Alexandra Lange
Architecture & design critic

How To Remember Minoru Yamasaki’s Twin Towers

Minoru Yamasaki and a model for the College of Education Building at Wayne State University / Bettman via Getty Images.

In the 1990s, there was no New York City skyline without the Twin Towers. They hobnobbed with Lady Liberty and the Empire State Building on any souvenir plate or T-shirt. They flanked Superman or supported King Kong on movie posters. They were such markers of Manhattan as to be critic-proof.

The centrality and iconicity that made the World Trade Center a target — the biggest buildings in the biggest city in the U.S., two for one — gave many a focus for tributes in the wake of their destruction, 20 years ago, on Sept. 11. From memorial flowers and candles on the Brooklyn Promenade overlooking their absence, to calls for rebuilding, to the twin searchlight beams of the Tribute in Light, to the eventual form of Michael Arad and Peter Walker’s 9/11 Memorial — where the towers’ exact footprints are rendered as eternal voids — the Twin Towers were celebrated as symbols of strength.

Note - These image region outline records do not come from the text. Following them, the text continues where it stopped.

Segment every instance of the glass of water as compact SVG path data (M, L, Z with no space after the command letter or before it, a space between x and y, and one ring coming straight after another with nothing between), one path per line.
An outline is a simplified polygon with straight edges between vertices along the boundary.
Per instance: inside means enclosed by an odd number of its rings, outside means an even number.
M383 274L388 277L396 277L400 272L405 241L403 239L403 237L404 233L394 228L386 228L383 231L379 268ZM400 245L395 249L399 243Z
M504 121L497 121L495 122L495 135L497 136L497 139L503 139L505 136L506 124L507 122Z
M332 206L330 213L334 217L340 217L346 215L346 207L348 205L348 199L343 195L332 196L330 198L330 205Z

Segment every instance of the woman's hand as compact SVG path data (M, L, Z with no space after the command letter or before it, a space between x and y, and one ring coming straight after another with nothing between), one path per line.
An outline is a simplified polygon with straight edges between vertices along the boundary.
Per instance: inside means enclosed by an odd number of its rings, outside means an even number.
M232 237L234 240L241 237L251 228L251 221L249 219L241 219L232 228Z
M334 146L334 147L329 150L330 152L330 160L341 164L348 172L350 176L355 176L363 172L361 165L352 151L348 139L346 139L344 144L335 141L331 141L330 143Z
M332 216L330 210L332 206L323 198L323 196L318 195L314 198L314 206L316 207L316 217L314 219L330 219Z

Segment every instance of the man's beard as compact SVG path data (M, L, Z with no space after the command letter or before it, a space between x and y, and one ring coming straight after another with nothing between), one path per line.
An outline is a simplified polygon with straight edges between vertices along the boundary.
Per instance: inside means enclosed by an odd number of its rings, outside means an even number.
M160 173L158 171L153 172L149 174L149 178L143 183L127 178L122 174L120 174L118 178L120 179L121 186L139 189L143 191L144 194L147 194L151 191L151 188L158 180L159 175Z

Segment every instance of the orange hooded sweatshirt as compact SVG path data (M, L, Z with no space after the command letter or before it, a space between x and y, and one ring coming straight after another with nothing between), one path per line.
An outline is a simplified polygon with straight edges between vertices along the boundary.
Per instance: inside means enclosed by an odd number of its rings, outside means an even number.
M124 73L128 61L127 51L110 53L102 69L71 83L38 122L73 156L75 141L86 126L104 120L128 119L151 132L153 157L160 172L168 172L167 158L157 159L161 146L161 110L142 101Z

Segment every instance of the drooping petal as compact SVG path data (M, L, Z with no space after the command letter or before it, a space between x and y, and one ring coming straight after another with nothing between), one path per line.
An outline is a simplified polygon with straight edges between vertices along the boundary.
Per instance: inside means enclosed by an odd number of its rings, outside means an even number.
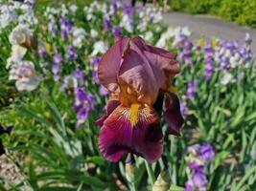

But it wasn’t always this way. Both the towers and their architect, Minoru Yamasaki, were criticized upon their completion, with racist and misogynist language dogging their Japanese American designer. The Twin Towers, which at first seemed a career-making commission, ultimately sabotaged Yamasaki’s career and confidence, their long double shadow putting everything he designed after 1973 in the shade.